4. John Calvin lived out what he preached and taught.

Sadly, most do not know of the things mentioned above but only know of John Calvin in relationship to the doctrine of predestination (God sovereignly controls and pre-determines all events of this world and human life, even salvation). Of those who have actually read what he writes concerning predestination, very few know how he lived out those beliefs.

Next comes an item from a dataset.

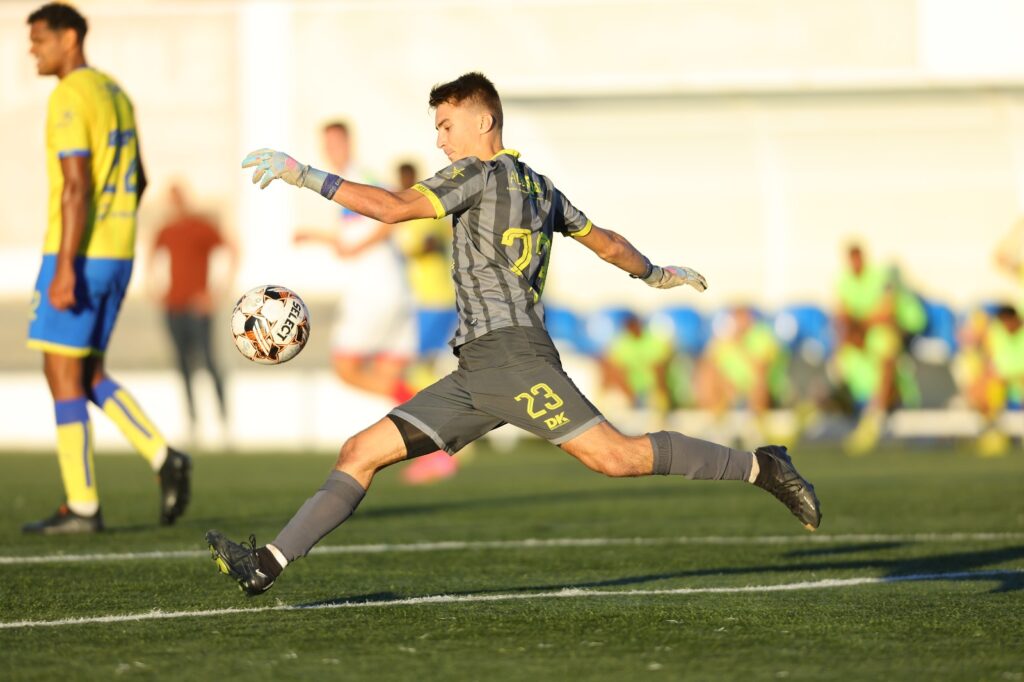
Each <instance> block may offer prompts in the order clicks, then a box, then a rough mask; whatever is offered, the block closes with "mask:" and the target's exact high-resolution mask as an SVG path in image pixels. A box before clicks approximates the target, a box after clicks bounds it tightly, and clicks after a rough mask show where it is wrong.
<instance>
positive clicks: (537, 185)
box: [414, 150, 591, 346]
mask: <svg viewBox="0 0 1024 682" xmlns="http://www.w3.org/2000/svg"><path fill="white" fill-rule="evenodd" d="M414 188H415V189H417V190H418V191H420V193H421V194H423V195H424V196H425V197H427V199H429V200H430V203H431V204H432V205H433V207H434V211H435V212H436V214H437V217H438V218H441V217H443V216H445V215H451V216H453V219H452V227H453V232H454V233H453V260H454V263H453V269H452V276H453V280H454V281H455V291H456V307H457V308H458V310H459V327H458V329H456V333H455V338H453V339H452V345H453V346H459V345H462V344H463V343H466V342H467V341H472V340H473V339H476V338H479V337H480V336H483V335H484V334H486V333H487V332H489V331H492V330H496V329H501V328H504V327H539V328H542V329H543V328H544V306H543V304H542V303H541V294H542V293H543V292H544V281H545V278H546V276H547V274H548V259H549V258H550V257H551V246H552V244H551V240H552V237H553V235H554V233H555V232H561V233H563V235H569V236H572V237H583V236H585V235H587V233H588V232H589V231H590V230H591V222H590V220H588V219H587V216H585V215H584V214H583V213H582V212H580V211H579V210H577V208H575V207H574V206H572V204H570V203H569V201H568V200H567V199H565V197H563V196H562V194H561V193H560V191H559V190H558V189H557V188H556V187H555V186H554V184H552V183H551V180H549V179H548V178H547V177H545V176H543V175H540V174H539V173H537V172H535V171H534V170H532V169H531V168H530V167H529V166H527V165H526V164H524V163H522V162H521V161H520V160H519V153H518V152H514V151H512V150H503V151H502V152H500V153H498V154H497V155H496V156H495V158H494V159H492V160H489V161H480V160H479V159H477V158H476V157H468V158H466V159H462V160H460V161H457V162H456V163H454V164H452V165H451V166H449V167H447V168H444V169H443V170H441V171H440V172H438V173H437V174H436V175H434V176H433V177H432V178H429V179H427V180H424V181H423V182H420V183H418V184H416V185H414Z"/></svg>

John Calvin had three children of his own. All of them died shortly after they were born. His first son, Jacques lived the longest, he was two weeks old before he died. When he died, Calvin wrote a letter to his friend Viret about it. In it he says, “The Lord has certainly inflicted a severe and bitter wound in the death of our baby son. But He is Himself a Father and knows best what is good for his children.” This is simply astonishing. So many today want to dismiss predestination because of experiences of suffering and evil. Not Calvin. In the cup of bitterness he drank in deep the assurance that in God’s goodness he planned even that horrific experience. In the hour of my own suffering may turn from the clear teaching of Scripture concerning predestination, but may I too firmly grip the grace of knowing that nothing happens that God in his wisdom does not determine to be.


I have been blessed so much by my friend, John Calvin. He gives me a vision for a different type of life…one more committed to Christ, more sacrificial and hard working, more confident of God’s power, and more passionate to see the gospel proclaimed and received. It’s my prayer that this little reflection in a blog would inspire and impassion you as well.